Have you Discovered Double Gauze Fabric Yet?
Whilst it isn’t a new type of fabric, it has, until recently, been something of secret amongst sewers, with just a handful of manufacturers making this super soft and breathable fabric. This year however, it has exploded onto the scene with many of the top design houses producing their own ranges, including Riley Blake, Robert Kaufman and Michael Miller.
Double gauze originated in Japan where dressmakers were looking for a lightweight, breathable fabric to make clothes from, which would work well in hot weather. A single layer of gauze, like that used in bandages, was seen as the ideal weight for summer clothes and with a loose weave sewers recognised that the fabric would allow the air to flow around their skin, keeping them cool. The problem was that when used in a single layer it lacked any weight at all and so did not drape in a pleasing way, due to the loose weave it stretched out of shape easily and it was often very see through.
The solution was to weave two separate layers of gauze at the same time, weaving them together at regular intervals to create a single fabric. The resulting double gauze fabric is:
- still very lightweight, but has just enough weight to drape softly,
- very cool to wear, with the loose weave still allowing the air to circulate,
- very, very soft – with a touch me and cuddle me quality,
- a fabric which is no longer very see through.
The image below shows you a close up of the back of Michael Miller’s double gauze, you can see the criss cross pattern created by the weaving process. Depending on your fabric’s colour and pattern, this is more or less visible on the front side (it is never more than on the back). Once sewn into a blanket, garment or quilt, this criss cross pattern is not visible to the eye – the main image at the top of this post is the right side of the fabric below, if you look very closely you can make out the criss cross pattern, but you have to look very closely.

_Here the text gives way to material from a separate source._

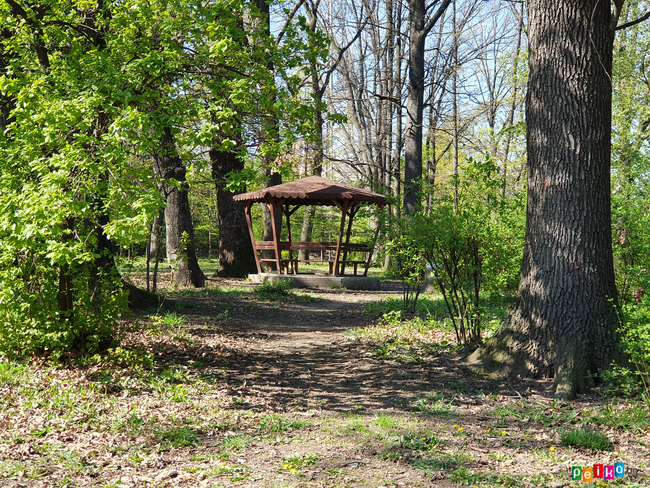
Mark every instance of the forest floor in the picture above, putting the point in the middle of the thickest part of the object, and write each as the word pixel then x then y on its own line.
pixel 245 387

How Easy is it to Sew With Double Gauze?
Prepare it correctly and you can treat double gauze pretty much as regular cotton. The drape is looser so if you like very crisp corners when quilting then this won’t be the fabric for you, but with the right treatment and where appropriate interfacing, it can be used for any sewing project, dressmaking, quilting, even curtains and blinds!

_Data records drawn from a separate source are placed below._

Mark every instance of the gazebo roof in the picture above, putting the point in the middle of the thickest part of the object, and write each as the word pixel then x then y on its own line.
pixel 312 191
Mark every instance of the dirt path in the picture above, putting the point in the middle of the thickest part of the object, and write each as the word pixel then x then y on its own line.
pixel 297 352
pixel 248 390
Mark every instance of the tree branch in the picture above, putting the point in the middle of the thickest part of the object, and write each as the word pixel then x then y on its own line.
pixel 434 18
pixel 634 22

Follow our top tips for sewing with double gauze below, and you will have no issues, and we are sure you will be delighted with the results – the look and feel!
- Don’t forget to prewash your fabrics, just as with regular cotton.
- If you are using interfacing iron the interfacing onto the fabric BEFORE tracing and cutting your pattern shapes. The loose weave of the fabric coupled with the action of ironing can lead to fabrics losing their shape, attaching the interfacing first will remove this possibility and instantly stabilize your fabric.
- If you are not using interfacing, spray your fabrics with starch first, this will temporarily stiffen the fabrics, stopping them from stretching out of shape.
- Once you have cut your pattern pieces stay stitch everything! Until you have finished sewing your item the fabric will remain fragile and will easily pull out of shape. Running around the edges of your fabric pieces with a basting stitch close to the edge will stabilize the fabrics and almost completely eliminate this problem. Once I have stay stitched I start breathing again! From this point on I know it will be difficult to pull the fabrics out of shape.
- Do not iron your fabrics from left to right (before they are sewn together) as this will stretch the fabrics, instead press the fabrics, by lifting the iron up and down, moving across the fabric as you go.
- Don’t pull the fabrics through your sewing machine, just gently guide them, again avoiding stretching.
- Use a longer stitch length, size 3-3.5 is ideal, this will reduce the risk of stretching and if you have to unpick you will be less likely to stress the fabric.
- If you are dressmaking and some parts of the garment are going to have interfacing attached and some not (apart from just collars and cuffs), for example if the facing has interfacing attached, we recommend attaching interfacing to everything. We recently made a tank top with facing from the shoulders half way down the bust, when on, particularly in the evening, you could see the line between the interfaced section and parts without interfacing. If you are worried that adding the interfacing all over the fabric will take away all that is beautiful about double gauze, don’t be, the fabric remained super soft, like a second skin, and if anything the interfacing improved the overall finish.
- If you have large darts in your garment, cut them open and iron the dart’s seam allowance open, half on each side of the dart. We found that large darts, ironed in one direction, add enough weight to slightly pull the garment down and sag at the seam (we are being particularly picky, but this is so easy to avoid!).
I hope this list hasn’t scared you, as long as you follow these steps this fabric will come together as planned and we are sure you will be pleased with the results. If you have had your fingers burnt sewing with knits and are worried that you will get to the end of piece A only to find it no longer lines up with piece B, don’t be, double gauze is sooo much easier to work with than knits!